The cupboard under the stairs flower shop. I’ve not seen a western style flower shop yet. This one is the nearest I have seen and it is in our local village. Flowers here are usually sold as bags of flower heads or are threaded into necklaces – it is quite rare to find flowers with stems and even more rare to have them with long stems. Flowers are incredibly cheap here but of course the price doubles (but usually quadruples) if you’re a westerner!

 
Packs of stray dogs are everywhere here, everywhere. They usually lie around in the middle of the road having a nap in the sun and occasionally follow you for a snack. This little family was in the Botanical Gardens and was unusual as there were no other dogs with them (at the time).

   
Traffic jams are part of daily life here and going from one place to another is measured in time rather than kms. This was the traffic on MG Road in the centre of Bangalore at 7pm on a Friday evening. It’s at a standstill and horns were honking loudly- also a common thing here.

 
Crossing the road is a challenge and you really do take your life in your own hands. It’s like playing real life Frogger (or Crossy Road for the younger generation). Stopping once you have started is not an option. Weaving in and out of cars, 2 wheelers and people is a skill that develops as you judge the speed of each approaching vehicle and dodging those undertaking, overtaking and turning. In this one way street you can see most of the traffic going in the same direction but close to us are the two 2 wheelers both going across the traffic in different directions. It’s a small example of the challenge – bigger roads are frankly suicidal to cross but you still see people running in and out of traffic – if they trip they’re dead.

  

 The blue tarpaulin shack villages pop up around building sites. Larger construction sites have lots of these shacks and smaller builds will either have these in smaller numbers or the builders squat on the floors under construction. Some of them have satellite dishes but few, if any, have access to toilet or washing facilities or running water. Draw your own conclusions about health and hygiene.

  
Recycling is huge here. Cardboard here is particularly sought after. As a consequence delivery drivers don’t remove cardboard after delivering something (as is usual in the UK) but leave it behind. However you make yourself really popular with the gardeners in the complex if you leave it on the front drive for them. I left the cardboard out after our move and it was gone within 10 minutes. In this picture we can see some construction workers carrying cardboard thrown out by the businesses in Manyatta Tech Park. I believe the going rate is ₹10 (10p) a kilo.

  
Traffic is bad here but so are the roads. Some are Tarmac and others mud, rubble or hardcore. A two lane road (in the traditional UK sense of the word) will suddenly run out of Tarmac and transfer to rubble without reason. This means all the vehicles suddenly diverge in to a previously single lane. It causes chaos and more traffic jams. Drivers claim corruption is the issue.

  
India has the second largest population in the world after China. As a consequence the labour force is huge and cheap. This is an example of a job creation scheme at its best. This lady’s job is to push the button on the ticket machine and hand you the car park ticket.

  
 

This picture shows two things- the pillion passenger without a helmet and the roadside traders on their way to work with the sweet corn.

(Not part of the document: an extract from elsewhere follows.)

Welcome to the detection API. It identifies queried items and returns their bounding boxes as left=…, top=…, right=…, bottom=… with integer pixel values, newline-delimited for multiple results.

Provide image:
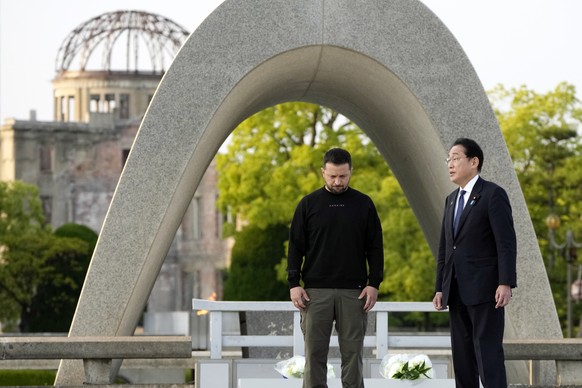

Hardly anyone wears a helmet riding a two wheeler here and it is only a legal requirement for the driver to do so. As a consequence there will be whole families (children, mothers holding babies) on a two wheeler without helmets. 

Sweet corn is a common raid side snack here. Corn is cooked over coals on the trolley and sold hot. Smells delicious but never risked it.

  

A final picture of a ‘taxi’ auto rank outside a shopping mall.
We’ve got used to so many different things here already but this gives a flavour of some of them.  The rubbish at the roadside here is phenomenal. Men urinating at the side of the road is also common – but I thought I’d spare you that (and who wants to take a picture of that anyway!).  I’ll have to do a whole separate blog on toilets – my gosh they really are incredible!